Should really be considered in two scenarios:
1. Morphology is large cell lymphoma-like with sheets of large cells, but the immunophenotype is that of CHL with loss of CD20, dominished staining for other pan-B-cell antigens, and expression of classical RS cell markers CD30 and/or CD15.
2. Morphology is more CHL-like with scattered large atypical cells, but there is greater retention of the B-cell program with expression of multiple B-cell antigens, including strong CD20, retention of both OCT2 and BOB1, and expression of CD19 and/or CD79a.
Nodular lymphocyte-predominant type Hodgkin lymphoma
Debated as to whether or not to call this a Hodgkin lymphoma anymore.
Characterized by a mixed inflammatory infiltrate with intermixed large “popcorn” cells. Unlike RS cells in a classical Hodgkin lymphoma, the popcorn cells in NLPHL express the full B cell program (CD20+, OCT2+, BOB1+, PAX5+). PAX5 is expressed at a similar level to background B cells. These cells are also CD30 and CD15 negative.

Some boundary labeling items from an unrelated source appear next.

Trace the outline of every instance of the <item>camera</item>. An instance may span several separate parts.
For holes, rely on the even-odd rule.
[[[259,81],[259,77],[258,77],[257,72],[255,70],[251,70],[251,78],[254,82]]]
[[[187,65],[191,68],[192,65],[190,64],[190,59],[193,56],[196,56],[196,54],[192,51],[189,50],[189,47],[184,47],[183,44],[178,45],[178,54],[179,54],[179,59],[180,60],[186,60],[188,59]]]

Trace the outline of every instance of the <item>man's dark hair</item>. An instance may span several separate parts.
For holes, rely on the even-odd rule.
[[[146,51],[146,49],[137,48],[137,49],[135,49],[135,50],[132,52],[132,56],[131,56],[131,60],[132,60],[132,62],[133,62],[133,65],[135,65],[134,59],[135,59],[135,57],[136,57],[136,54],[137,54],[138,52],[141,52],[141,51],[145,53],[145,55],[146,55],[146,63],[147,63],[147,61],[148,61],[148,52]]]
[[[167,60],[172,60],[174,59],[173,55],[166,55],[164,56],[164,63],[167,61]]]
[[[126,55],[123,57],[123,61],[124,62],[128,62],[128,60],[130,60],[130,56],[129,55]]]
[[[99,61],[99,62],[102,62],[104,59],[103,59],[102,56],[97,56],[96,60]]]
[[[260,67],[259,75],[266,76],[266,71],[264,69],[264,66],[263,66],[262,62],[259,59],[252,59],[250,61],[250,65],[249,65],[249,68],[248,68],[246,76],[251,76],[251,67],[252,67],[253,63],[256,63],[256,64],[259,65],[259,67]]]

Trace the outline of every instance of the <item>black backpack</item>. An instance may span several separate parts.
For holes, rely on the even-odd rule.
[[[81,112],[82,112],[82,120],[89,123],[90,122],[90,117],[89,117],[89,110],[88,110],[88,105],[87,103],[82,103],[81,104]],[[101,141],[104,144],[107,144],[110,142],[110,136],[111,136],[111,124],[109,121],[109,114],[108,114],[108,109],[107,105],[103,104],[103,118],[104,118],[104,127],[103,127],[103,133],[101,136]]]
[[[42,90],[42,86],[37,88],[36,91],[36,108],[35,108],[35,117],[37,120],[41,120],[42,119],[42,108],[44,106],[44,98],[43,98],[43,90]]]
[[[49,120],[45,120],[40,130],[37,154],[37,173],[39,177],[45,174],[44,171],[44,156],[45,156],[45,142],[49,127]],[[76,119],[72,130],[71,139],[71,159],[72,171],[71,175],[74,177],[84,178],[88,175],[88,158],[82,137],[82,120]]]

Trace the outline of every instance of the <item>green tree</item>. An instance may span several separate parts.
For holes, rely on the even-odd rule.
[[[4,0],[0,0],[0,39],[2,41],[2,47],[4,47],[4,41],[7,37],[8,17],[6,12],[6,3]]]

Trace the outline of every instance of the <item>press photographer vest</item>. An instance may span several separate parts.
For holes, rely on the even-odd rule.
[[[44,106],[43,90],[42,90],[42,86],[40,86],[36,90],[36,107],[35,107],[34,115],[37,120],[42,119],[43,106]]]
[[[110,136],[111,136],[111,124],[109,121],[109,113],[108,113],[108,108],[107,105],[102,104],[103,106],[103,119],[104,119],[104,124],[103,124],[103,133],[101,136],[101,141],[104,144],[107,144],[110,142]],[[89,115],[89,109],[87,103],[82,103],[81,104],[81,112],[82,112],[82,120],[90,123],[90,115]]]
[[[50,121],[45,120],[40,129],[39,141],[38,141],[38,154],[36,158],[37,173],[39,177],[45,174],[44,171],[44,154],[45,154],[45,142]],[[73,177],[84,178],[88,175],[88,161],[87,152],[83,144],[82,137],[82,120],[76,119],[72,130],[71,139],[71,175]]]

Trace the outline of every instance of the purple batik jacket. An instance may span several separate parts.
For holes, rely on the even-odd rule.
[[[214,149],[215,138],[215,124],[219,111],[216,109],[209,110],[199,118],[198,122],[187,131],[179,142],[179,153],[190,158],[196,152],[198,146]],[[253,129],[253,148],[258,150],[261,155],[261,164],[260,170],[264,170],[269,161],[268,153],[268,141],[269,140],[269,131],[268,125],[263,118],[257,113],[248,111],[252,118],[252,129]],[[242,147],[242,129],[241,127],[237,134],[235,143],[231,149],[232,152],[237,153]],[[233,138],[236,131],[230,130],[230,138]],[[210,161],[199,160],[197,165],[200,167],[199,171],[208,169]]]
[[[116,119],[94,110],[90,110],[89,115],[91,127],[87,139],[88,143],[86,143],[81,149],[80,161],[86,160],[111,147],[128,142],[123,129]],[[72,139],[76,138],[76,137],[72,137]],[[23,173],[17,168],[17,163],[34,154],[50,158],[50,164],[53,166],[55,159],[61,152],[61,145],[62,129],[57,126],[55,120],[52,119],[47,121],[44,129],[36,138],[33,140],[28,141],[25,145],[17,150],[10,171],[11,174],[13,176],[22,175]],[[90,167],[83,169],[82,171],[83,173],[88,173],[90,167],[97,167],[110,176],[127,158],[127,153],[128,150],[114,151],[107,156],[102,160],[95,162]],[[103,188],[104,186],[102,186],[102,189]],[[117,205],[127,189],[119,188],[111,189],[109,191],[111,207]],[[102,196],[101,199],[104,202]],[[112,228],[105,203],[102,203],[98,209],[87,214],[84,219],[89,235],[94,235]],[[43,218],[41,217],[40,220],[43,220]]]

CD21 staining highlights expanded FDC meshworks in the background.
NLPHL transformation to DLBCL
Rarely, NPLHL has been known to undergo transformation to a diffuse large B cell lymphoma.
The risk of transformation is 7% at 10y and 30% at 20y, and occurs more frequently when the spleen is a site of initial involvement.
Transformation is associated with copy number gains in REL and mutations in epigentic regulators such as TET2, CREBBP, and EP300.
Genetics of NLPHL
Mutations in MAPK genes, such as CARD11,
JUNB, BCL10, NFKBIA, and TNFAIP3.
Mutations in PI3K genes, especially SGK1.